Following sequence of events can happen.
 - Client releases an inode, queues cap release message.
 - A 'lookup' reply brings the same inode back, but the reply
   doesn't contain xattrs because MDS didn't receive the cap release
   message and thought client already has up-to-data xattrs.
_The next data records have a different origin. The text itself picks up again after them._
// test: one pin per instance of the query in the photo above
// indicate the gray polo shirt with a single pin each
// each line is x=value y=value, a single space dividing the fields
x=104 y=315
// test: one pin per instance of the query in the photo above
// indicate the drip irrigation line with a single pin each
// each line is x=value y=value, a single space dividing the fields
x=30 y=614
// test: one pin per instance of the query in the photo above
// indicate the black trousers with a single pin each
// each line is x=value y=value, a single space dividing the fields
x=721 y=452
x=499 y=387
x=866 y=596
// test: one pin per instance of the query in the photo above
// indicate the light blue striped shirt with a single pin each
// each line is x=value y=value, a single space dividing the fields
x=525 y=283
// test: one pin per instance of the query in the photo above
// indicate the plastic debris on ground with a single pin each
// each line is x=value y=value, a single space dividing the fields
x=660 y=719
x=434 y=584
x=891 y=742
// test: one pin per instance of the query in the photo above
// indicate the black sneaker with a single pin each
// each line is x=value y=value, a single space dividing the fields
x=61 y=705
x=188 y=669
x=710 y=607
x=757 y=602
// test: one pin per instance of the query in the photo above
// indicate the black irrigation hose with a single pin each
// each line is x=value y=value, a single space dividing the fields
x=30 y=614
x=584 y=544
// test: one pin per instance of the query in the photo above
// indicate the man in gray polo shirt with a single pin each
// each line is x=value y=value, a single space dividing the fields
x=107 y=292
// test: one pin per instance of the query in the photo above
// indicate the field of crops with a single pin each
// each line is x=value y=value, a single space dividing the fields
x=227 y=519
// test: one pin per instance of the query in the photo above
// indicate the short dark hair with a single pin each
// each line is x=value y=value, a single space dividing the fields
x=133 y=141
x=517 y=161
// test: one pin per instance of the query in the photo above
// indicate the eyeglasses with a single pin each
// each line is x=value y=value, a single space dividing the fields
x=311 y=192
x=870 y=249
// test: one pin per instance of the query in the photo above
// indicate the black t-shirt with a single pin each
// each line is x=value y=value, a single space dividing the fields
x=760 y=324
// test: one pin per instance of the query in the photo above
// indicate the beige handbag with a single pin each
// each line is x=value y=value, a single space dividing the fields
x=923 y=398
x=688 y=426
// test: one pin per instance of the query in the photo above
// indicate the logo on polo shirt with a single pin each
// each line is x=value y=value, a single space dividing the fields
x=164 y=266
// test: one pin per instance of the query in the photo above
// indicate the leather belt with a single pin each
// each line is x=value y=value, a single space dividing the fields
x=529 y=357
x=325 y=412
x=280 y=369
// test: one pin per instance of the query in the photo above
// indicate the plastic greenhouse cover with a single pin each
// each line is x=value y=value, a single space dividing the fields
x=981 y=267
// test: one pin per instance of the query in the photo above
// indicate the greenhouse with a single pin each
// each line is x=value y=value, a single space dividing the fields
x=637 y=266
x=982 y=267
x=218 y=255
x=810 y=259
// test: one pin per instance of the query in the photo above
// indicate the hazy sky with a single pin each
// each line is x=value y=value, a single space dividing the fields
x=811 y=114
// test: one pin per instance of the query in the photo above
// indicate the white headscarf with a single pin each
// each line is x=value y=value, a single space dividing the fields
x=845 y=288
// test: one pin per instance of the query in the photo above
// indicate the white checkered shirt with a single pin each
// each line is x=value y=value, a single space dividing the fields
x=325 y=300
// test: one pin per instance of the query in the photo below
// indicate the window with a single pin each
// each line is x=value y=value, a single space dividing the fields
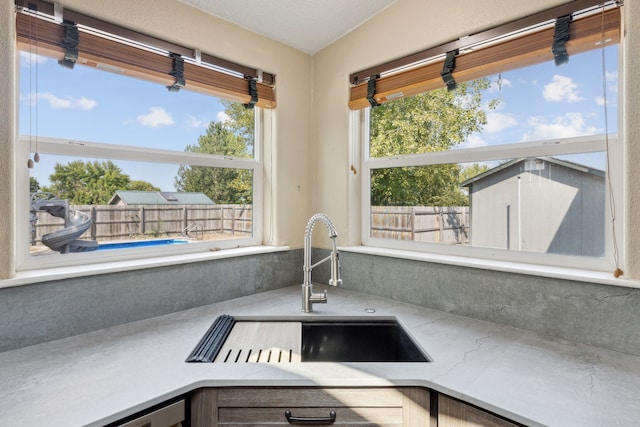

The fix is force sending a getattr request to MDS if xattrs_version is 0.
The getattr mask is set to CEPH_STAT_CAP_XATTR, so MDS knows client does
not have xattr.

Signed-off-by: Yan, Zheng <[email protected]>
---
 fs/ceph/file.c  |  5 ++---
 fs/ceph/inode.c |  8 ++++----
 fs/ceph/ioctl.c |  4 ++--
 fs/ceph/super.h |  2 +-
 fs/ceph/xattr.c | 29 ++++++++++-------------------
 5 files changed, 19 insertions(+), 29 deletions(-)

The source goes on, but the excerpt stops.